Medical organizations collect, store and process vast amounts of sensitive information about patients. Easy access to this information by researchers is crucial to improving medical research, but in many institutions, cumbersome security measures and walled-gardens have created a situation where even information about what medical data is out there is not available. One of the main security challenges in this area, is enabling researchers to cross-link different medical studies, while preserving the privacy of the patients involved. In this paper, we introduce a privacy-preserving system for publishing sample availability data that allows researchers to make queries that crosscut different studies. That is, researchers can ask questions such as how many patients have had both diabetes and prostate cancer, where the diabetes and prostate cancer information originates from different clinical registries.

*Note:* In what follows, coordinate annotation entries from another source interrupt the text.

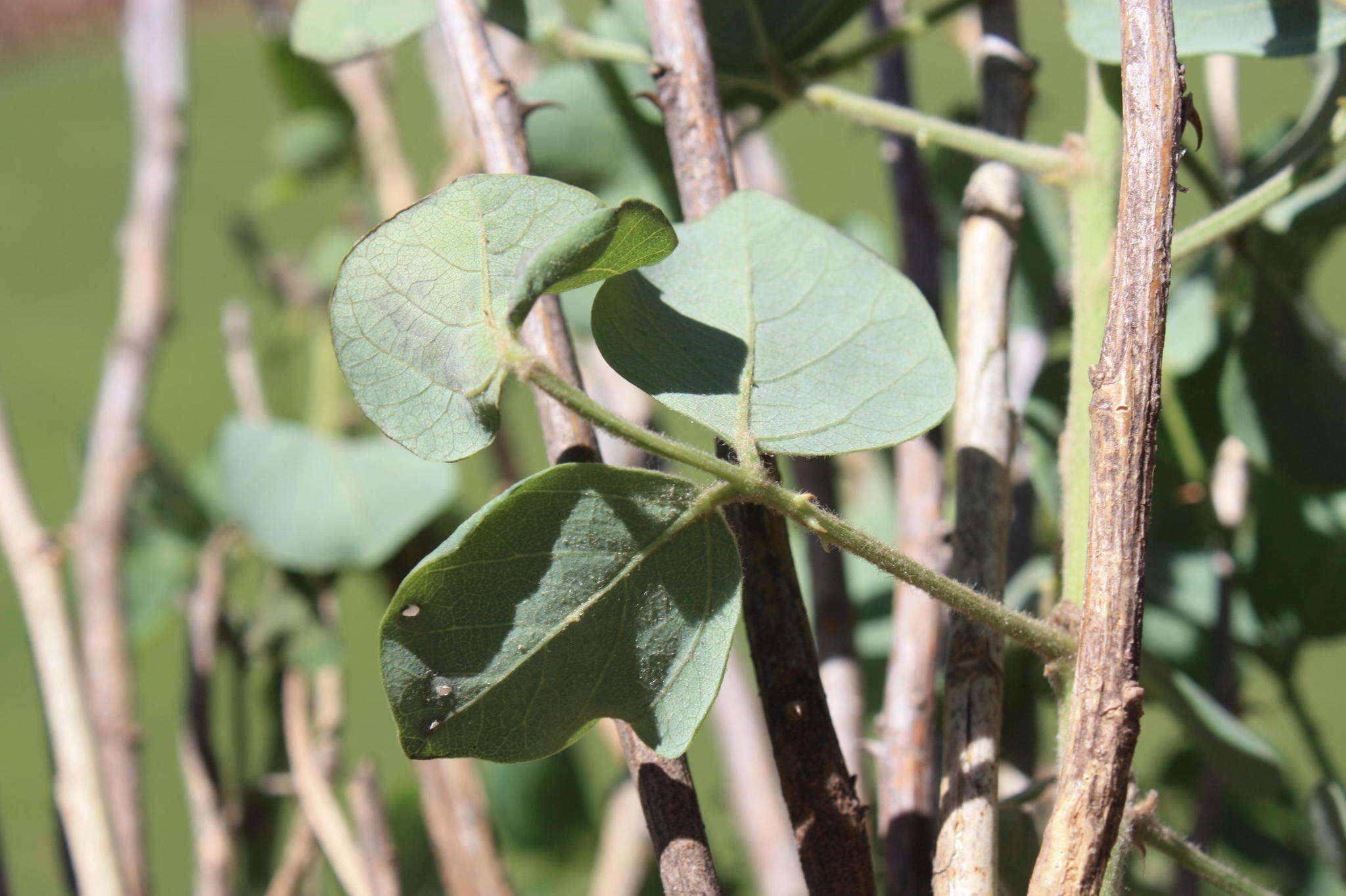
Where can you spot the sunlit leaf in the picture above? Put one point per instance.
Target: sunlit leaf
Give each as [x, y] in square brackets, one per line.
[582, 593]
[421, 304]
[1248, 27]
[770, 326]
[319, 503]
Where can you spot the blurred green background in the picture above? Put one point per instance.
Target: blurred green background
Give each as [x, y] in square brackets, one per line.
[64, 160]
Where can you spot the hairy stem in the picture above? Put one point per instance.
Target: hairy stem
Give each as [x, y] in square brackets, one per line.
[668, 795]
[819, 789]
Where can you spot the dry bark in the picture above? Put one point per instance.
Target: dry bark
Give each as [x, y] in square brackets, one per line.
[1125, 411]
[906, 786]
[819, 790]
[156, 77]
[665, 786]
[34, 563]
[212, 825]
[967, 847]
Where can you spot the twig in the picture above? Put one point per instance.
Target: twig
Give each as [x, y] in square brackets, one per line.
[757, 166]
[745, 750]
[1170, 843]
[827, 815]
[665, 786]
[212, 826]
[967, 845]
[315, 793]
[1105, 700]
[369, 816]
[624, 848]
[1094, 201]
[455, 810]
[35, 566]
[241, 361]
[908, 753]
[361, 84]
[154, 53]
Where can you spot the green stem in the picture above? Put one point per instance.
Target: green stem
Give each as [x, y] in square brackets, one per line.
[927, 128]
[1176, 848]
[1236, 215]
[1094, 219]
[867, 110]
[753, 485]
[912, 26]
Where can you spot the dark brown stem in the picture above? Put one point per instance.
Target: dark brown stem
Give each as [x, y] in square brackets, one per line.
[666, 792]
[155, 61]
[967, 847]
[819, 790]
[1125, 412]
[908, 757]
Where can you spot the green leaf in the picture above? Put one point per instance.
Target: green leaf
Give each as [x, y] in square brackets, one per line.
[1328, 817]
[1290, 414]
[1193, 328]
[321, 503]
[599, 245]
[582, 593]
[334, 32]
[770, 326]
[421, 303]
[1248, 27]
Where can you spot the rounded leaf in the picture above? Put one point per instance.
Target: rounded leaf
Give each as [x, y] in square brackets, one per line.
[321, 503]
[582, 593]
[769, 325]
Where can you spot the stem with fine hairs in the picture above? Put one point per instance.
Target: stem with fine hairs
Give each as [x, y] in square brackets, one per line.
[212, 825]
[825, 810]
[668, 795]
[1125, 412]
[906, 759]
[156, 77]
[34, 563]
[983, 437]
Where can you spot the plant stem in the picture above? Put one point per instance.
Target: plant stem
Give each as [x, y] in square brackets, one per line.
[819, 789]
[1171, 844]
[927, 128]
[912, 24]
[968, 843]
[855, 106]
[154, 47]
[668, 795]
[1094, 221]
[908, 788]
[34, 563]
[1040, 637]
[1236, 215]
[1105, 698]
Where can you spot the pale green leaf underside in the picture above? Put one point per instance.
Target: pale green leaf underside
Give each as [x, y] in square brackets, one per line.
[333, 32]
[599, 245]
[1248, 27]
[419, 302]
[321, 503]
[582, 593]
[770, 326]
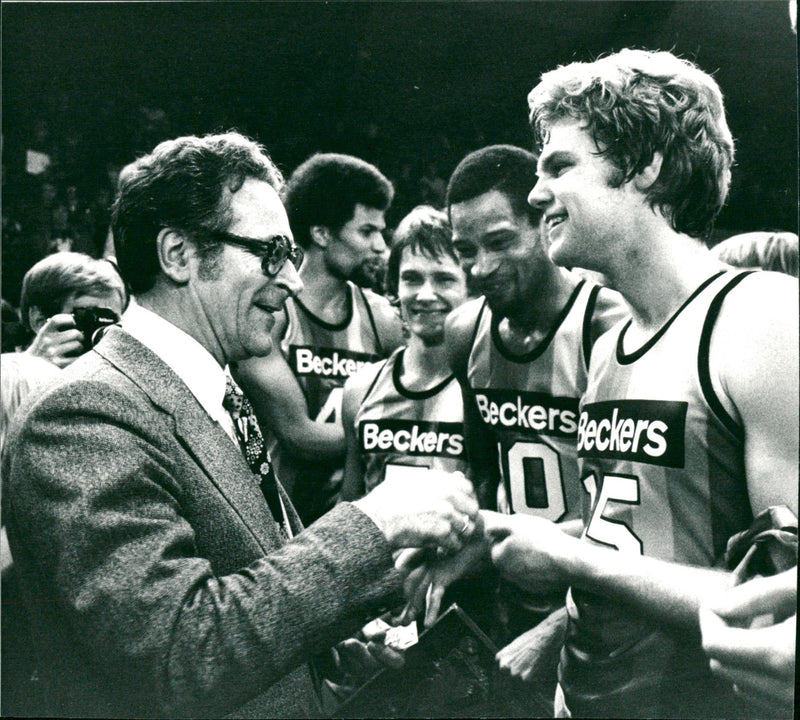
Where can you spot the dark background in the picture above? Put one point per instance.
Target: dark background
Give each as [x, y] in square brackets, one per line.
[409, 86]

We realize our solution by having a two-level anonymiziation mechanism, where our toolkit for publishing availability data first pseudonymizes personal identifiers and then anonymizes sensitive attributes. Our toolkit also includes a web-based server that stores the encrypted pseudonymized sample data and allows researchers to execute cross-linked queries across different study data. We believe that our toolkit contributes a first step to support the privacy preserving publication of data containing personal identifiers.